A Southwest Success Story at Watershed Scale
If a person were to park on the border of Arizona and Nevada, step out of their vehicle, and start walking east across the Bureau of Land Management’s Arizona Strip District, it would be many days, perhaps even weeks, before they reached the other side. The scale of the landscape is nearly incomprehensible. There is little water to be found, and depending on the time of year, temperatures soar well above 100 degrees Fahrenheit.
So in this vast corner of Arizona, how are managers implementing projects that can stand up against the mounting challenges of climate change, expanding trees and other woody species, invasive grasses, wildfire, and more?
They’re thinking big.
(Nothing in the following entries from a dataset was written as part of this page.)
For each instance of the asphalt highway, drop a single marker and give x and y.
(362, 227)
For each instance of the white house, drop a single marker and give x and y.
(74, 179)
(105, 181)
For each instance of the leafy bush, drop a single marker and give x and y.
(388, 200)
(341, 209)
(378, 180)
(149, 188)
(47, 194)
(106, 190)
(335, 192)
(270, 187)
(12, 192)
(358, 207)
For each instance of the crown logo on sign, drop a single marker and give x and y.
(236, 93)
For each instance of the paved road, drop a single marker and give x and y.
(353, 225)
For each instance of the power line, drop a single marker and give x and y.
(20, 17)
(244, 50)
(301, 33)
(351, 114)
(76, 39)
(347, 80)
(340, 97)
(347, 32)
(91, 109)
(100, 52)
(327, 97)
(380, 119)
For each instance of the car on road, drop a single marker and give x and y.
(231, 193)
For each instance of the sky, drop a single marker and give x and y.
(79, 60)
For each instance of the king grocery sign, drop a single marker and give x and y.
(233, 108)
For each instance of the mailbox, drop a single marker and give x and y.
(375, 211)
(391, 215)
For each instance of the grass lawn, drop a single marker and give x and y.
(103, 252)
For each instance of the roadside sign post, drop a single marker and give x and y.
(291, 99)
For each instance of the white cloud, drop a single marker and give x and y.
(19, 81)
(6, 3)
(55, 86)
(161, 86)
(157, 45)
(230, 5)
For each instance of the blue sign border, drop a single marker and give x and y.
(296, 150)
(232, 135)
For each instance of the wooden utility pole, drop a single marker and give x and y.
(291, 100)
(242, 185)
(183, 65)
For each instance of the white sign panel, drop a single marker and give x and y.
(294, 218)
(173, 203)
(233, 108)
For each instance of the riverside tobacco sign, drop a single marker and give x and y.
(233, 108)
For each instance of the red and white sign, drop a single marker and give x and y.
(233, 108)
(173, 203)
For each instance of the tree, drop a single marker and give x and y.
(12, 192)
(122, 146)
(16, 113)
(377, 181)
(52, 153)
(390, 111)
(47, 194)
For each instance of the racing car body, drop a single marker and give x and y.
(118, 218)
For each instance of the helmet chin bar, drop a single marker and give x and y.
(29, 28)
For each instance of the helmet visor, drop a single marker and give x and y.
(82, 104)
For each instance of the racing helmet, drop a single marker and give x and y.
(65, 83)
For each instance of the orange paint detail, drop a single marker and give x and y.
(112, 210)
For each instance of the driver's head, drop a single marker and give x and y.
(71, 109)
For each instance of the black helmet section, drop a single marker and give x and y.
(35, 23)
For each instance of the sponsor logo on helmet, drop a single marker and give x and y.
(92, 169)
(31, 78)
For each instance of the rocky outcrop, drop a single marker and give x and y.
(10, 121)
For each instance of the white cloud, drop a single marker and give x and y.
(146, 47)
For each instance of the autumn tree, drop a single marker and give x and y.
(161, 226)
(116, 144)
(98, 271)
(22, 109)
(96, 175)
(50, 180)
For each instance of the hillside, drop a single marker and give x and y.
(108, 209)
Watershed- and landscape-scale big, to be exact.
“We’re looking at this landscape as a whole and being more strategic, instead of throwing darts at a dartboard,” says Stephanie Grischkowsky, a wildlife biologist with the BLM’s Arizona Strip District.
Grischkowsky and her colleagues are breaking down the challenges they’re faced with on the Arizona Strip and seeing tangible, lasting benefits as a result.
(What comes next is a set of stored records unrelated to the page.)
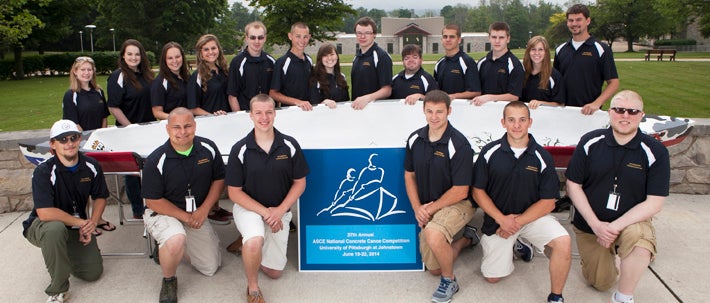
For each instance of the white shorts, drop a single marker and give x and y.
(201, 245)
(250, 225)
(497, 259)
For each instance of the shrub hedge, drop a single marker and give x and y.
(60, 64)
(675, 42)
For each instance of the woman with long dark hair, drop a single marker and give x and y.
(129, 102)
(327, 83)
(207, 88)
(169, 89)
(542, 83)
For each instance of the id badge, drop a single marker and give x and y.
(76, 215)
(190, 203)
(613, 202)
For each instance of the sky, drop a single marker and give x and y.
(416, 5)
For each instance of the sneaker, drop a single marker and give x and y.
(168, 292)
(225, 213)
(447, 289)
(613, 299)
(471, 233)
(58, 298)
(555, 299)
(523, 250)
(255, 296)
(156, 252)
(219, 218)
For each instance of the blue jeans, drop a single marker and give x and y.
(133, 192)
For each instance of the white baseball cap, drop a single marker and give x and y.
(63, 128)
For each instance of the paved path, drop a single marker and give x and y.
(679, 274)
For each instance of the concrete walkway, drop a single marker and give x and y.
(679, 274)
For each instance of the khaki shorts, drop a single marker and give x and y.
(449, 221)
(598, 262)
(201, 245)
(250, 225)
(497, 259)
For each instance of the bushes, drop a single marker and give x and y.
(675, 42)
(61, 64)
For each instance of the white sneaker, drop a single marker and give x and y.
(60, 298)
(613, 299)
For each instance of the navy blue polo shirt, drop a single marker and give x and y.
(250, 76)
(212, 100)
(163, 93)
(86, 107)
(291, 75)
(553, 92)
(420, 83)
(335, 92)
(371, 71)
(584, 70)
(514, 184)
(266, 177)
(457, 74)
(642, 167)
(502, 75)
(438, 165)
(167, 174)
(54, 185)
(134, 103)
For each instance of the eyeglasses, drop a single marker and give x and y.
(621, 110)
(84, 58)
(72, 138)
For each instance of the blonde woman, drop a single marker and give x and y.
(207, 88)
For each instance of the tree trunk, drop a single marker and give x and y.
(19, 69)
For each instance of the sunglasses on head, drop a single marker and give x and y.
(73, 138)
(84, 58)
(621, 110)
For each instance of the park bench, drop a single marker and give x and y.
(659, 54)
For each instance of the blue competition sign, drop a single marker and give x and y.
(355, 214)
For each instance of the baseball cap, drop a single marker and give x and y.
(63, 128)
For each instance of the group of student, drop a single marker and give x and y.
(617, 177)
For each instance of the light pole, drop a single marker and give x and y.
(113, 37)
(81, 40)
(91, 28)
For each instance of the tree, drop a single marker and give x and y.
(323, 17)
(557, 31)
(66, 17)
(638, 17)
(159, 21)
(16, 24)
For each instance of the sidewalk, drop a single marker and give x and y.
(680, 270)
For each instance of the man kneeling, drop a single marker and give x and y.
(182, 180)
(516, 185)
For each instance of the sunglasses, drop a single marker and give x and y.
(84, 58)
(72, 138)
(621, 110)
The BLM’s Arizona Strip District manages 2.8 million acres in the northwestern corner of Arizona, balancing many resource values including wildlife habitat, forage for livestock grazing, and important cultural areas. Hundreds of species of wildlife call this land home including pronghorn, mule deer, pinyon jays, bighorn sheep, and California condors. Ranchers utilize grazing allotments for cattle. Visitors come from across the globe to enjoy recreation opportunities and solitude. And at the helm, land managers must take all interests into account when planning and implementing projects.
For Ben Ott, a rangeland management specialist with the Arizona Strip District who has worked on this landscape for decades, it’s important to think about project impacts far beyond the present or near future. One of those projects is Buck Pasture Canyon.
Buck Pasture Canyon lies within the Buckskin Mountains on the eastern side of the District, sitting on a plateau high above the sunbaked valley floor. Driving into the area, it’s instantly clear how successful this project still is more than a decade after its implementation in 2009.